Recensione Little Sparrows (2010)

Piccolo film prevalentemente al femminile, esordio della regista taiwanese Yu-Hsiu Camille Chen, Little Sparrows scandaglia gli abissi del dolore con leggerezza, con un tocco trattenuto e scevro da enfasi.

Passeri caduti dal nido

In una cittadina australiana si dipanano le storie dei membri di una famiglia, toccati dalla tragica realtà della malattia della madre Susan, che ha un tumore mammario appena recidivato. Il marito James, attore distratto e poco presente in famiglia, è disperato e incapace di affrontare l'inevitabile decorso della malattia, spaventato dalla solitudine che ora vede con tanta chiarezza; le tre figlie si vedono nell'imminenza di essere private, oltre che dell'affetto di una madre, di un punto di riferimento fondamentale nelle loro vite: Anna, attrice teatrale sposata con un regista egoista e pieno di sé, ha un amante e non ha il coraggio di porre fine al suo matrimonio; Nina è vedova e ha due figli piccoli, e si è costruita una corazza che le impedisce di crearsi una nuova relazione; Christine, la più giovane, vive ancora con i genitori, è lesbica e non ha mai avuto il coraggio di dichiararlo. Dopo un Natale in cui la famiglia si ritrova insieme, unita per l'ultima volta, Susan aiuterà ognuna delle tre figlie ad affrontare i propri fantasmi e a ritrovare sé stessa, oltre a liberarsi anche lei, poco prima di andarsene, dei segreti che finora si è portata con sé.

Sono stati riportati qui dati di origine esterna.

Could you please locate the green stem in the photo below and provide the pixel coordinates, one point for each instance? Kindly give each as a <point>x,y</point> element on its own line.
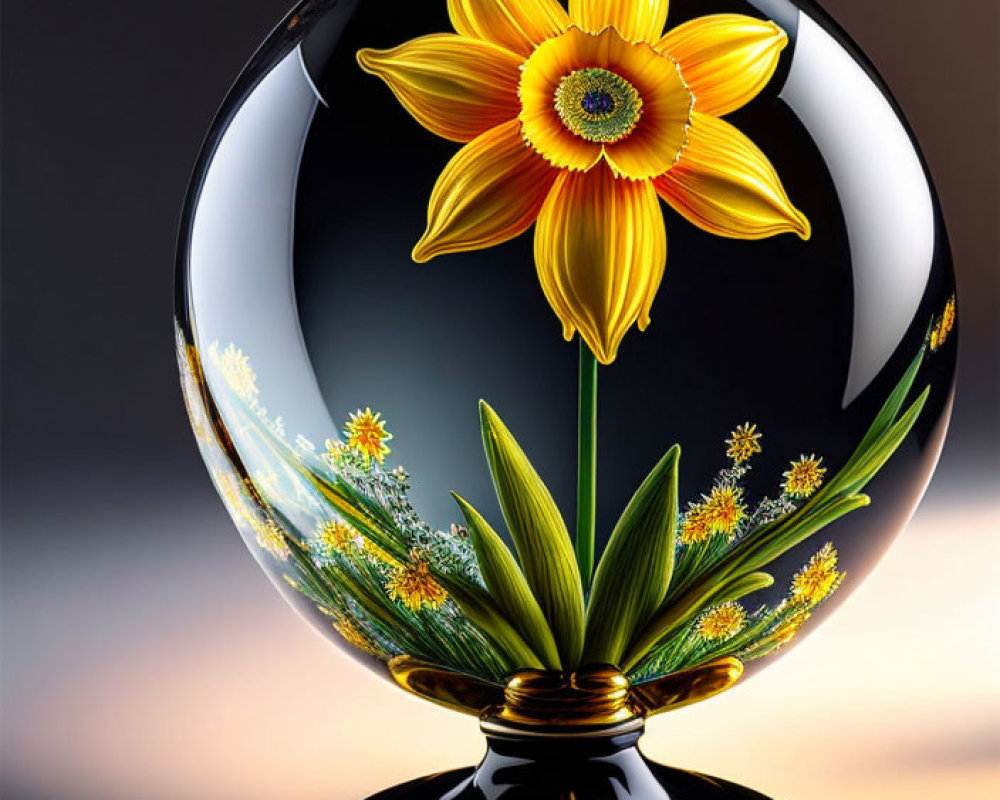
<point>586,474</point>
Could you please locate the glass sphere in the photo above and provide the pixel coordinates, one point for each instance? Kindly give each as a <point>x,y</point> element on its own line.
<point>333,384</point>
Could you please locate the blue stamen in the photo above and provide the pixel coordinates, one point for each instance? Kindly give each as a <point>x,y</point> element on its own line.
<point>597,101</point>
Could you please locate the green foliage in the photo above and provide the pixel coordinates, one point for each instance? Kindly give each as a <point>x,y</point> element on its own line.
<point>507,586</point>
<point>634,573</point>
<point>540,537</point>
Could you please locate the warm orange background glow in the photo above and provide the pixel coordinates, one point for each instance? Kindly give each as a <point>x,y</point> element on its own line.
<point>211,688</point>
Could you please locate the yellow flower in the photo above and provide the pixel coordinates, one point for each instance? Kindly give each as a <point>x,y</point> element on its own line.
<point>366,433</point>
<point>236,371</point>
<point>743,443</point>
<point>353,636</point>
<point>338,536</point>
<point>944,325</point>
<point>723,509</point>
<point>804,477</point>
<point>576,122</point>
<point>818,579</point>
<point>695,528</point>
<point>722,622</point>
<point>414,586</point>
<point>720,512</point>
<point>948,318</point>
<point>787,631</point>
<point>271,538</point>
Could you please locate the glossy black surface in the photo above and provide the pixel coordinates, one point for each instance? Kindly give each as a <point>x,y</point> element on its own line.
<point>313,187</point>
<point>605,769</point>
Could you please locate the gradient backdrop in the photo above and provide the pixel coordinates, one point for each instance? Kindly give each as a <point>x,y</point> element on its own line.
<point>143,653</point>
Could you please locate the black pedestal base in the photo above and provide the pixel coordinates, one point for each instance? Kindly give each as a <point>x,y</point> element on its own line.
<point>553,767</point>
<point>676,784</point>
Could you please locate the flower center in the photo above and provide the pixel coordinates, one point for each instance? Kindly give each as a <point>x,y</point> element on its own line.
<point>598,105</point>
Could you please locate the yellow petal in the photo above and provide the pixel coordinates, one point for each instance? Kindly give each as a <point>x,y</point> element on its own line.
<point>489,192</point>
<point>725,185</point>
<point>726,59</point>
<point>636,20</point>
<point>655,143</point>
<point>600,251</point>
<point>454,86</point>
<point>517,25</point>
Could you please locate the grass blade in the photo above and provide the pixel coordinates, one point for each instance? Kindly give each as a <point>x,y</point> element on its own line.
<point>634,573</point>
<point>507,586</point>
<point>477,605</point>
<point>700,597</point>
<point>540,537</point>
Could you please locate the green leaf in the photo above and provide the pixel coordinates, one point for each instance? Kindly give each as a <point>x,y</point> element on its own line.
<point>693,602</point>
<point>507,586</point>
<point>634,573</point>
<point>868,463</point>
<point>479,607</point>
<point>540,537</point>
<point>887,415</point>
<point>757,552</point>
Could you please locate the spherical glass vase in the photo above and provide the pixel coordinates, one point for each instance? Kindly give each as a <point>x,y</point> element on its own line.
<point>557,477</point>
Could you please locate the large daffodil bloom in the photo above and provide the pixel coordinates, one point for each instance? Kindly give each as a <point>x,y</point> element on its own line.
<point>577,122</point>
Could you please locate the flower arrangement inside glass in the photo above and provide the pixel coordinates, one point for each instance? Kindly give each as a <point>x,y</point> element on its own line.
<point>584,123</point>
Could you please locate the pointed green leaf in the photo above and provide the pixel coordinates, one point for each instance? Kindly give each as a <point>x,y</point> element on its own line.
<point>880,451</point>
<point>890,409</point>
<point>540,536</point>
<point>699,598</point>
<point>507,586</point>
<point>634,572</point>
<point>477,605</point>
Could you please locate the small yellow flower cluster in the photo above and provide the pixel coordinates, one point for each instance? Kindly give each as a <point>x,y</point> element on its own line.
<point>234,495</point>
<point>353,636</point>
<point>720,512</point>
<point>944,325</point>
<point>365,433</point>
<point>236,371</point>
<point>818,579</point>
<point>743,443</point>
<point>804,477</point>
<point>788,629</point>
<point>414,586</point>
<point>722,622</point>
<point>340,537</point>
<point>271,538</point>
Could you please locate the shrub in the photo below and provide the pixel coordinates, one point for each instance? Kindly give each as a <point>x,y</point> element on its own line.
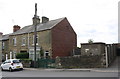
<point>22,55</point>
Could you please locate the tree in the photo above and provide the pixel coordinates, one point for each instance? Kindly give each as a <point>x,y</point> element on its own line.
<point>90,41</point>
<point>41,52</point>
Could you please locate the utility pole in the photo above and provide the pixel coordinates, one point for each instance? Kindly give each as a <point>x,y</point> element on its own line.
<point>35,34</point>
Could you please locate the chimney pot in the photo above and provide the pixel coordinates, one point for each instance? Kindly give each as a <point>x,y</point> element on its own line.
<point>45,19</point>
<point>34,20</point>
<point>1,33</point>
<point>16,28</point>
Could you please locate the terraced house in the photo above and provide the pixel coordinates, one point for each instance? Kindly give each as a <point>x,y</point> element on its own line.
<point>54,37</point>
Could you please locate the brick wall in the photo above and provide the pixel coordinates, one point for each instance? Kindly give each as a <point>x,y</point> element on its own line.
<point>80,62</point>
<point>64,39</point>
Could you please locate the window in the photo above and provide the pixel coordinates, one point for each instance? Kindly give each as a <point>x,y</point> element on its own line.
<point>3,45</point>
<point>86,50</point>
<point>14,41</point>
<point>23,41</point>
<point>36,40</point>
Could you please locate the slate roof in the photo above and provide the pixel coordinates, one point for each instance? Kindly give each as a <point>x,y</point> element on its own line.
<point>40,27</point>
<point>5,37</point>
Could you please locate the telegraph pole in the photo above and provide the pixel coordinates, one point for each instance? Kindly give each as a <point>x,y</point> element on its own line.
<point>35,34</point>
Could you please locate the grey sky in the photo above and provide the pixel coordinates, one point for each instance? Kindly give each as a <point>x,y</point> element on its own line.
<point>91,19</point>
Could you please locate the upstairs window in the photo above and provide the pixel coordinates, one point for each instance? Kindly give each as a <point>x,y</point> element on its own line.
<point>3,45</point>
<point>23,41</point>
<point>36,40</point>
<point>14,41</point>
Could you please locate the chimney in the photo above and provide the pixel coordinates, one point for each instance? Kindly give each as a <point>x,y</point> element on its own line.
<point>1,33</point>
<point>45,19</point>
<point>16,28</point>
<point>34,20</point>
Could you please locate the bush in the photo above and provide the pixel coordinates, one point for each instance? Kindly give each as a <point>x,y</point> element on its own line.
<point>22,55</point>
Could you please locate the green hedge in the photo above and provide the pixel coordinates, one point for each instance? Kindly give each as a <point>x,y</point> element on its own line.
<point>22,55</point>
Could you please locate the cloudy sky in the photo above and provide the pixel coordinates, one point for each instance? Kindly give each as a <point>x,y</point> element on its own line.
<point>91,19</point>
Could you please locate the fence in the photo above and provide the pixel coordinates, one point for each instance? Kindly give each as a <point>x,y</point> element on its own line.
<point>46,63</point>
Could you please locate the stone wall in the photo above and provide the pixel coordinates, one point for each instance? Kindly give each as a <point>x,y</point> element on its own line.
<point>0,47</point>
<point>80,62</point>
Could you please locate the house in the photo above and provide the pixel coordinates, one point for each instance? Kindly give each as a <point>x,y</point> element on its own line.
<point>54,37</point>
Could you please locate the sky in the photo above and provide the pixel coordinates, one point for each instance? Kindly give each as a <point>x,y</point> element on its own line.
<point>90,19</point>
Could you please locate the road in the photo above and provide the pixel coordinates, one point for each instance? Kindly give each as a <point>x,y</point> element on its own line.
<point>112,71</point>
<point>42,73</point>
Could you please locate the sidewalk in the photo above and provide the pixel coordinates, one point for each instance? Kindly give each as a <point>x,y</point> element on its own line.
<point>77,70</point>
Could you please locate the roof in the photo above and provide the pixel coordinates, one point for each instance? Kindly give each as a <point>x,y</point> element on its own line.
<point>5,37</point>
<point>40,27</point>
<point>92,43</point>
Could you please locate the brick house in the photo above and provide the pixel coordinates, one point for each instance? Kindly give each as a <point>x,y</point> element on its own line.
<point>54,37</point>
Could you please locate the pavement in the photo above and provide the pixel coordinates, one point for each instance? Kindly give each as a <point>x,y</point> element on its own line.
<point>76,70</point>
<point>112,68</point>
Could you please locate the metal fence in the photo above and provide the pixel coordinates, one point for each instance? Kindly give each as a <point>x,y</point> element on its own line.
<point>46,63</point>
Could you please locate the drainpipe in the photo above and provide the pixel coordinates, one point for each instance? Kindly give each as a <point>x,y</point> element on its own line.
<point>10,55</point>
<point>106,56</point>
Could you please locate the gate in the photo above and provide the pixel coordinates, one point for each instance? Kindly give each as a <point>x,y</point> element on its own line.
<point>46,63</point>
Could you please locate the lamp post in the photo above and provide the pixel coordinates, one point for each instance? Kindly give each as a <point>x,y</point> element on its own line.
<point>35,34</point>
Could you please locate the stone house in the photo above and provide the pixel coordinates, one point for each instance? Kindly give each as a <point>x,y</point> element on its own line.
<point>54,37</point>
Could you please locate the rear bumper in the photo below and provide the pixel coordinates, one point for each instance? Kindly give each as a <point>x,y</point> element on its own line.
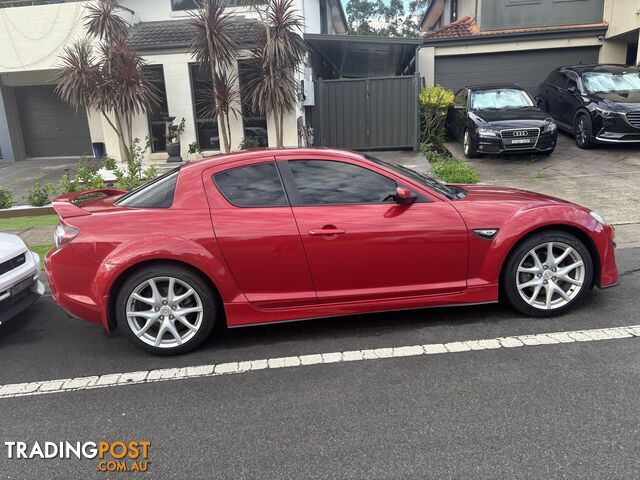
<point>68,288</point>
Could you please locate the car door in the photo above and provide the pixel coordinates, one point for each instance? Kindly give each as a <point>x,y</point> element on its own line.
<point>257,234</point>
<point>360,244</point>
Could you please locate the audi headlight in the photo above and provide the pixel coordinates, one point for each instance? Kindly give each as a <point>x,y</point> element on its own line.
<point>606,113</point>
<point>598,218</point>
<point>486,132</point>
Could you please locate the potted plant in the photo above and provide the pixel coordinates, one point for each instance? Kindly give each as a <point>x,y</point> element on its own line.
<point>173,139</point>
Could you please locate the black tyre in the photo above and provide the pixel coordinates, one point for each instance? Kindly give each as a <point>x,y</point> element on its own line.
<point>547,274</point>
<point>166,309</point>
<point>467,145</point>
<point>583,130</point>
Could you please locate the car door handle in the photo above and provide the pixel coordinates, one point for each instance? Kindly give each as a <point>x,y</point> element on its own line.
<point>326,231</point>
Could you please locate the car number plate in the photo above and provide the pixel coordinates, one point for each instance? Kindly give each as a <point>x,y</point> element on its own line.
<point>23,285</point>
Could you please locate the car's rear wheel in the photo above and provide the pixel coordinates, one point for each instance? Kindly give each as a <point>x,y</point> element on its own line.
<point>467,145</point>
<point>165,309</point>
<point>583,130</point>
<point>548,274</point>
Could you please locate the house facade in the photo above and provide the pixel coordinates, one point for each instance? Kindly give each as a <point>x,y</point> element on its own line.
<point>470,42</point>
<point>35,123</point>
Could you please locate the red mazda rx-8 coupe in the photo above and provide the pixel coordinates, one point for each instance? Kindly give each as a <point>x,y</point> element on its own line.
<point>276,235</point>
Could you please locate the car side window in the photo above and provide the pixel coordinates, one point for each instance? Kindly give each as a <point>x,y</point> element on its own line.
<point>256,185</point>
<point>324,182</point>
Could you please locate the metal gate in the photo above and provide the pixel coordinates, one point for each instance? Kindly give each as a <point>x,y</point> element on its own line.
<point>367,113</point>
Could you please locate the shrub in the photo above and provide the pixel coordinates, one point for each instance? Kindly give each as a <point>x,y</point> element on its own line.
<point>453,170</point>
<point>6,198</point>
<point>109,163</point>
<point>40,195</point>
<point>133,176</point>
<point>85,179</point>
<point>434,104</point>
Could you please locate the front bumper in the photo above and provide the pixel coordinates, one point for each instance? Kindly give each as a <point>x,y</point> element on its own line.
<point>11,304</point>
<point>546,142</point>
<point>604,239</point>
<point>615,129</point>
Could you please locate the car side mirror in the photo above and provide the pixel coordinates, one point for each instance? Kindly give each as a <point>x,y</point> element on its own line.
<point>404,196</point>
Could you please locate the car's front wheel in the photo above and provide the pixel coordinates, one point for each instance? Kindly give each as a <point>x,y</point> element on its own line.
<point>548,274</point>
<point>165,309</point>
<point>583,130</point>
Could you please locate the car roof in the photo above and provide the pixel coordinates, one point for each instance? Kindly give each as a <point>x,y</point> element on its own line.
<point>237,157</point>
<point>493,86</point>
<point>600,67</point>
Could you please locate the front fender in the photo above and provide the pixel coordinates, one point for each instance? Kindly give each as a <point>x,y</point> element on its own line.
<point>487,257</point>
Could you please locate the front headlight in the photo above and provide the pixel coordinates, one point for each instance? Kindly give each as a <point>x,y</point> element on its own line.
<point>598,218</point>
<point>486,132</point>
<point>606,113</point>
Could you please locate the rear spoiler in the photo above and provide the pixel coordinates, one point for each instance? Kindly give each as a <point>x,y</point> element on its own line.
<point>65,208</point>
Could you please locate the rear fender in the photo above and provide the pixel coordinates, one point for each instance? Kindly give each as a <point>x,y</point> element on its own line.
<point>193,254</point>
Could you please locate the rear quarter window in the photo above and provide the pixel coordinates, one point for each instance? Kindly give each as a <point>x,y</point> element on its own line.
<point>158,193</point>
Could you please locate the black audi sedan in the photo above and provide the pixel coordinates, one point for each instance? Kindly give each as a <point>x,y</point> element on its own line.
<point>596,103</point>
<point>500,119</point>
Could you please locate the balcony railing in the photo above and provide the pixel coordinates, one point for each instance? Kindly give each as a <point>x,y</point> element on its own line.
<point>29,3</point>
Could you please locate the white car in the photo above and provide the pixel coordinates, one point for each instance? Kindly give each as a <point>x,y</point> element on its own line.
<point>20,286</point>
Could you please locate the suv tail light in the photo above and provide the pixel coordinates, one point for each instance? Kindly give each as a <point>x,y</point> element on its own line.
<point>65,234</point>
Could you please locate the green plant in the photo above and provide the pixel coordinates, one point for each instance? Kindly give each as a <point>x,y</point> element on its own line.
<point>195,148</point>
<point>39,195</point>
<point>84,179</point>
<point>453,170</point>
<point>109,163</point>
<point>101,72</point>
<point>133,175</point>
<point>434,104</point>
<point>6,198</point>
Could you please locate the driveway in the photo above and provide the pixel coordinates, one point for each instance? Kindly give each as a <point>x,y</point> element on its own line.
<point>606,178</point>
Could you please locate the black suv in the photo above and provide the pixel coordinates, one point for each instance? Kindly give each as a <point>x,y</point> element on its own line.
<point>597,103</point>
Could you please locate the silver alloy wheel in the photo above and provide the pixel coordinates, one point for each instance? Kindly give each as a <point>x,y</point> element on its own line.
<point>550,275</point>
<point>581,133</point>
<point>164,312</point>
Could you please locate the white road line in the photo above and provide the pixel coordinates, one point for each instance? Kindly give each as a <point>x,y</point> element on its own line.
<point>231,368</point>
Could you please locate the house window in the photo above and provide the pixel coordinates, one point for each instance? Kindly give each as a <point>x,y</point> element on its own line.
<point>180,5</point>
<point>323,16</point>
<point>255,125</point>
<point>206,124</point>
<point>157,115</point>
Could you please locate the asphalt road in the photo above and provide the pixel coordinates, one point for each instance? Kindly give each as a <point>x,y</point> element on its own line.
<point>552,411</point>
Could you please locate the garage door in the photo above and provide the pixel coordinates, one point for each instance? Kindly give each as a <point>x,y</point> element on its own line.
<point>50,127</point>
<point>526,68</point>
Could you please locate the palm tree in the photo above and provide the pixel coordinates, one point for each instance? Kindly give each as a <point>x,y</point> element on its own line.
<point>279,51</point>
<point>110,78</point>
<point>214,49</point>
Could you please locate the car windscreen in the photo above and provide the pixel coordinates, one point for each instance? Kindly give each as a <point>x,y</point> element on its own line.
<point>448,191</point>
<point>156,194</point>
<point>608,82</point>
<point>500,99</point>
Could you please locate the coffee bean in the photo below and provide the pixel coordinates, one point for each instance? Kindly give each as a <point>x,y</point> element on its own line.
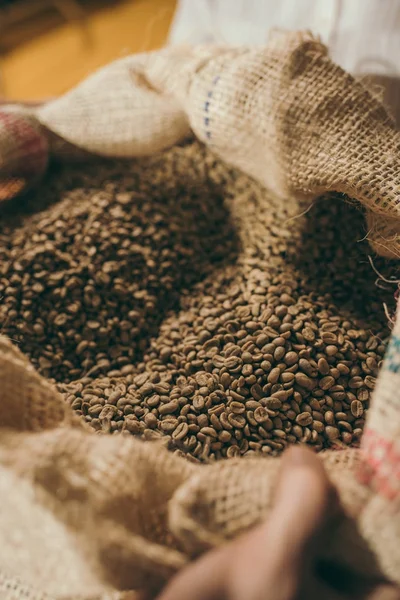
<point>304,381</point>
<point>357,408</point>
<point>156,316</point>
<point>304,419</point>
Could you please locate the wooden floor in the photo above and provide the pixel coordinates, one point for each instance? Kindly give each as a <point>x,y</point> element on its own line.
<point>51,63</point>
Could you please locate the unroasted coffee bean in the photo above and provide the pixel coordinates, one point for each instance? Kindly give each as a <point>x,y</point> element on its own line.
<point>357,408</point>
<point>304,419</point>
<point>164,300</point>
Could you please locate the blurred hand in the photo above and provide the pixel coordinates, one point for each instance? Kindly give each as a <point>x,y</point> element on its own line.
<point>278,560</point>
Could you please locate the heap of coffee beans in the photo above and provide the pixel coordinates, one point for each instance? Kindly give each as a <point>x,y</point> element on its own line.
<point>174,299</point>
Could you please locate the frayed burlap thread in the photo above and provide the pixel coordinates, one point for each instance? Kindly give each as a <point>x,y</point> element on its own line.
<point>85,514</point>
<point>283,113</point>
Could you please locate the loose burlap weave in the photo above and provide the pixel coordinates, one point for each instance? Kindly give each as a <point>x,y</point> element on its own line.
<point>83,514</point>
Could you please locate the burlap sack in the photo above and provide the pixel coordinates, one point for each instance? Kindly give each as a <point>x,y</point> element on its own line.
<point>83,514</point>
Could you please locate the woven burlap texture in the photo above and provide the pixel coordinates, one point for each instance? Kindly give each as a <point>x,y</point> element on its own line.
<point>283,113</point>
<point>84,514</point>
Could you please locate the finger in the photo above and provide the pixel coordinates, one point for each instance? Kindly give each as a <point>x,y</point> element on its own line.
<point>275,556</point>
<point>206,579</point>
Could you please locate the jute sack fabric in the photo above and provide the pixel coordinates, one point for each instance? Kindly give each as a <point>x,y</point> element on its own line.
<point>284,113</point>
<point>85,514</point>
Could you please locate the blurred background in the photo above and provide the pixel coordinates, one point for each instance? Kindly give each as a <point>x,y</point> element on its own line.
<point>48,46</point>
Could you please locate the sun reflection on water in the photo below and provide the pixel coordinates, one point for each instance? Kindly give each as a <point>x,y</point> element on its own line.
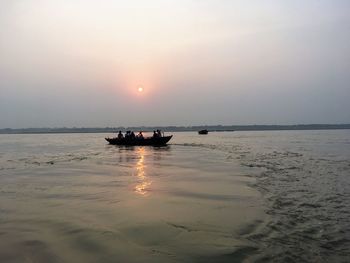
<point>144,183</point>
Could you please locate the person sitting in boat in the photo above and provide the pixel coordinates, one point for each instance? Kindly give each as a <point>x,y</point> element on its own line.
<point>120,135</point>
<point>155,135</point>
<point>140,135</point>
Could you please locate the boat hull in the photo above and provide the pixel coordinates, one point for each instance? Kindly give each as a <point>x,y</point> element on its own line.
<point>152,141</point>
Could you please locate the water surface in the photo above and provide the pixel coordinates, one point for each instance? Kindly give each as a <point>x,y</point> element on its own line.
<point>223,197</point>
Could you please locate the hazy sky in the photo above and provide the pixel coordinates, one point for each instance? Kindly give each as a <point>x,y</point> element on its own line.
<point>80,62</point>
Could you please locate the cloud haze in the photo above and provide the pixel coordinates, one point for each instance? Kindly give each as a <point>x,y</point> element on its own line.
<point>79,63</point>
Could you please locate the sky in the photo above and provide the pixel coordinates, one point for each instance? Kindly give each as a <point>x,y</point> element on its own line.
<point>80,63</point>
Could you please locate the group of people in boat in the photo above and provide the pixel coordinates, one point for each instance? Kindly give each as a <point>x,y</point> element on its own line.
<point>131,135</point>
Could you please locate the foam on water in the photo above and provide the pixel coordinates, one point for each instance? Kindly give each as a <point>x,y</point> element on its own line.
<point>241,196</point>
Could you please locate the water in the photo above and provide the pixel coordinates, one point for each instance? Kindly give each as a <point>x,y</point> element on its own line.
<point>223,197</point>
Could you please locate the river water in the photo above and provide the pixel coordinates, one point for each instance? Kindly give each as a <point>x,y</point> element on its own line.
<point>276,196</point>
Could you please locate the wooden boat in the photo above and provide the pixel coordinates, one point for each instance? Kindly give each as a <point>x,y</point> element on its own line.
<point>152,141</point>
<point>203,132</point>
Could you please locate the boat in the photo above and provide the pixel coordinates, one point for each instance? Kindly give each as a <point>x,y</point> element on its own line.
<point>152,141</point>
<point>203,132</point>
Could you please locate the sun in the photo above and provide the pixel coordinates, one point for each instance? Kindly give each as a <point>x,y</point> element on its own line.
<point>140,89</point>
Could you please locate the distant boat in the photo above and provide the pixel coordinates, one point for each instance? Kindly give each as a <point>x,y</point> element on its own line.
<point>203,132</point>
<point>152,141</point>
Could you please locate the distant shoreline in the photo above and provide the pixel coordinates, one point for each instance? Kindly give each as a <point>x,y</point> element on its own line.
<point>211,128</point>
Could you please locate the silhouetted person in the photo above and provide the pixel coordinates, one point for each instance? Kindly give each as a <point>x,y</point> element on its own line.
<point>140,135</point>
<point>155,135</point>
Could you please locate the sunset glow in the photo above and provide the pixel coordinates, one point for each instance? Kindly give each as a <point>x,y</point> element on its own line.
<point>140,89</point>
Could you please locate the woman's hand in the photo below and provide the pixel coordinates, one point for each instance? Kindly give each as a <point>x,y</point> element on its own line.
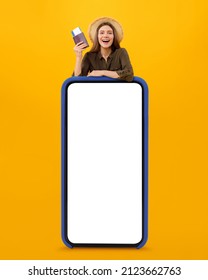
<point>79,48</point>
<point>96,73</point>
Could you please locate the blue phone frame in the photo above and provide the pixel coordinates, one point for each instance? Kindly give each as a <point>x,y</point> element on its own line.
<point>65,86</point>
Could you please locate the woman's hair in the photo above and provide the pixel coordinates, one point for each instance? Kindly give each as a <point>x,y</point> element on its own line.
<point>96,45</point>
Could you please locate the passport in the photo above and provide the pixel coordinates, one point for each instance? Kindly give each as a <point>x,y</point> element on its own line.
<point>78,36</point>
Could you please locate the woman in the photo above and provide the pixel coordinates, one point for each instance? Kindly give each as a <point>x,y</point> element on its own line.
<point>106,57</point>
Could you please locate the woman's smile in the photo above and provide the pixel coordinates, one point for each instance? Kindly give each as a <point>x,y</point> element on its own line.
<point>105,36</point>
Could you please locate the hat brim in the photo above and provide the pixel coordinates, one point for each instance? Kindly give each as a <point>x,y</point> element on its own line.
<point>94,25</point>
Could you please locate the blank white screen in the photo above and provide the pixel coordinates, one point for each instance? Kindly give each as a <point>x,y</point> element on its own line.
<point>104,163</point>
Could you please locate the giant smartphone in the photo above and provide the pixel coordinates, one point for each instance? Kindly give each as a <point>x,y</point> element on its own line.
<point>104,162</point>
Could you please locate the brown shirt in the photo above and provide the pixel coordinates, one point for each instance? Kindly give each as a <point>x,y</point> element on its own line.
<point>117,61</point>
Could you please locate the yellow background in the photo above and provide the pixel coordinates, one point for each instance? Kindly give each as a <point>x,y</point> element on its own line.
<point>167,42</point>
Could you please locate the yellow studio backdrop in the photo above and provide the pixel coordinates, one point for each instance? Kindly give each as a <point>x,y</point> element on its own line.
<point>167,42</point>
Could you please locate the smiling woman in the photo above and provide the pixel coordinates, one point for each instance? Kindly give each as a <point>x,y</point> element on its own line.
<point>106,57</point>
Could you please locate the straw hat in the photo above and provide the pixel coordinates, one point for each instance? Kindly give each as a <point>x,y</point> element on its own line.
<point>94,25</point>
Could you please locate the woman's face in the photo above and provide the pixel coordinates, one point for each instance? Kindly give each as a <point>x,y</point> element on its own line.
<point>105,36</point>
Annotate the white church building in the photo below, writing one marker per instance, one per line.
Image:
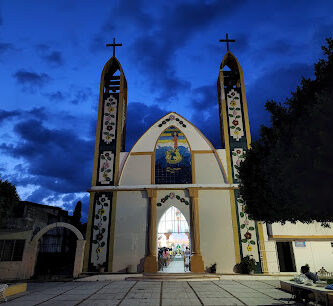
(174, 187)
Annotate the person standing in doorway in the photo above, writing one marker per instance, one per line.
(187, 255)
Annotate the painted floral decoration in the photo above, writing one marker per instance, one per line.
(235, 115)
(172, 195)
(171, 118)
(99, 225)
(109, 120)
(237, 157)
(246, 226)
(106, 166)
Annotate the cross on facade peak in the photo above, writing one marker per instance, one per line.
(227, 40)
(114, 45)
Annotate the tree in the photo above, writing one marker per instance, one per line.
(8, 199)
(287, 175)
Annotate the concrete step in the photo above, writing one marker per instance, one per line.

Piccolo film prevalentemente al femminile, esordio della regista taiwanese Yu-Hsiu Camille Chen, Little Sparrows scandaglia gli abissi del dolore con leggerezza, con un tocco trattenuto e scevro da enfasi. Le storie delle tre sorelle, i tre passeri del titolo, vengono affrontate separatamente, ognuna con una sorta di "confessione" iniziale, una narrazione biografica in cui le protagoniste parlano di sé di fronte alla macchina da presa, quasi come in un documentario. E in effetti, del documentario e di certi esempi di cinema post-Dogma (nonostante le diversità di approccio ai temi e di sensibilità generale) il film ha l'estetica, l'uso frequente della camera a spalla, l'illuminazione naturale e il realismo generale della messa in scena. Come ha dichiarato il direttore della fotografia Jason Thomas, la luce sembra un po' un personaggio a sé della narrazione, elemento in grado di scaldare le problematiche vite delle tre sorelle (ma anche del personaggio forse più debole, il marito James) dopo che la presenza forte e unificante di Susan sarà venuta meno. Vite che non sembrano pronte ad affrontare gli inevitabili sviluppi degli eventi, ma che troveranno in quell'ultimo contatto un conforto che sarà più di una mera terapia emotiva, ma rappresenterà anche una riscoperta del lato umano, debole e anch'esso non scevro da inquietudini, della stessa Susan.
E' un peccato, in questo senso, che il film, generalmente ben costruito e diretto con un notevole senso dell'immagine e della gestione significante degli ambienti, pecchi un po' a livello narrativo, specie nel delineare il personaggio della stessa Susan. Sono certi passaggi un po' troppo sopra le righe, certi dialoghi in cui questa madre, di cui si voleva rendere la complessità, appare quasi come presenza già sovrannaturale, angelo in grado di consigliare e instradare, a farle perdere complessivamente spessore. Ed è infatti proprio quando questa definizione quasi messianica del personaggio si allenta che il film dà emotivamente il meglio di sé, come nel dialogo, basato sul non detto e l'empatia, con la figlia più insicura delle tre (ma forse anche più onesta nella sua insicurezza), la giovane Christine. Un modo più sfumato e meno esplicito di definire il carattere di Susan avrebbe forse giovato al film, nonostante l'ottima interpretazione (tra le generali buone prove del cast) di una Nicola Bartlett che sembra sentire molto il personaggio, brava anche a delinearne la sofferenza a livello emotivo e fisico.